Standard Life cannot simply ignore this because it’s part of it and if it’s not actively enabling the fraud, looking the other way would be regarded as “passive corruption” (formal, legal term). They make money by letting companies create accounts (they had a Sirius account) by which to mislead and embezzle staff, even for more than half a decade in the case of Sirius. The reputation is exploited to pacify people who are concerned they don’t receive any statements/updates.

It’s no secret that right now people increasingly (and already) lack confidence in financial institutions, even the Swiss ones. Why would anyone trust Standard Life in light of the experiences I’ve been having since January?

I am putting a lot of effort into it and I’ve been spending lots of time on the whole pension thing; from the appearance of things (thus far at least) it may turn out to be a scandal for 2 pension funds in the UK, not just one. By extension, this might be a problem/crisis of reputation for just any pension fund in the UK or — given the inter-connectivity of accounts across nations — in the world at large. They’re all connected; my recordings hopefully serve to demonstrate/show their apathy towards perfectly legitimate fraud reports. They already bounce me between departments in vain (“complaints”). Nothing gets done. There’s not even a reference/number.

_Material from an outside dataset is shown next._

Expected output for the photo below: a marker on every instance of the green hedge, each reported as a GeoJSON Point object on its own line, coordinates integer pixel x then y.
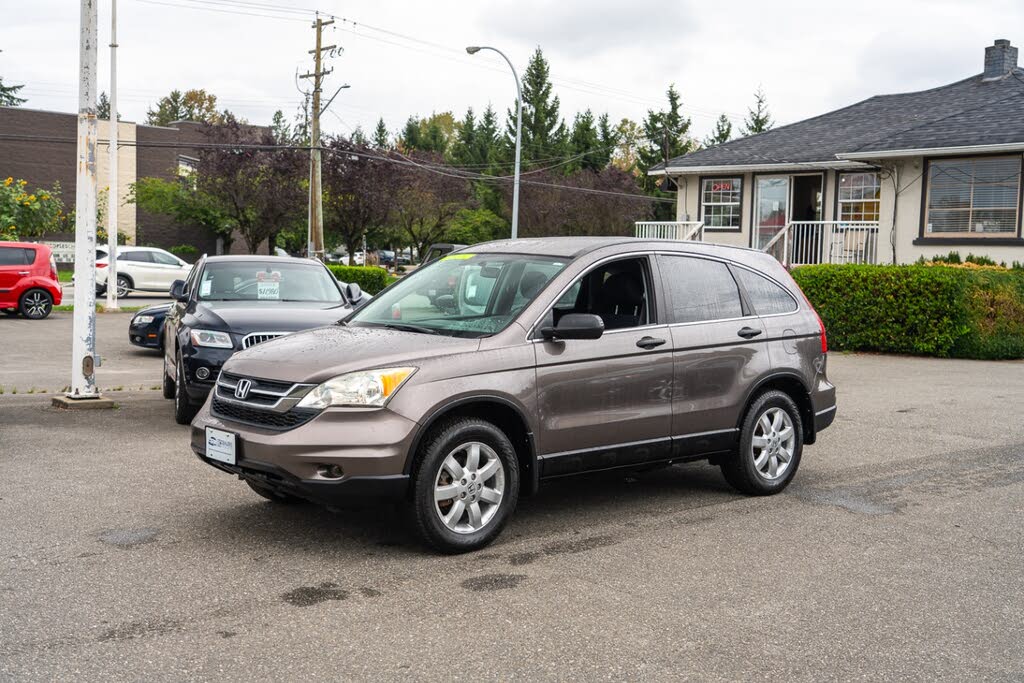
{"type": "Point", "coordinates": [920, 309]}
{"type": "Point", "coordinates": [370, 278]}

Standard Life: In January 2006, Standard Life were accused of smearing a policy-holder, Michael Hogan, who was not happy with the way the company was being run. An e-mail sent to Standard Life executives and advisors (which was disclosed under the Data Protection Act) revealed an attempt to discredit him.[26] In January 2007, the head of Standard Life's life and pensions business, Trevor Matthews, used the racist phrase 'nigger in the woodpile' while giving a presentation at one of the company's Edinburgh offices. After issuing an apology, Mr Matthews remained in his job and no disciplinary action was taken.[27] In March 2007 the company announced it would cut 1,000 jobs in an attempt to save an additional £100 million per year in costs.[28] One month later it was highlighted in the company's annual report that three of Standard Life's top executives (Sandy Crombie, Keith Skeoch and Trevor Matthews) were awarded more than £5 million in pay.[29] A Standard Life spokesman defended the awards, citing the leadership's efforts in turning round the company's fortunes.[29] In February 2014, Standard Life announced that it may move parts of their operations outside Scotland in the event of Scottish independence, if it was necessary to do so.[30]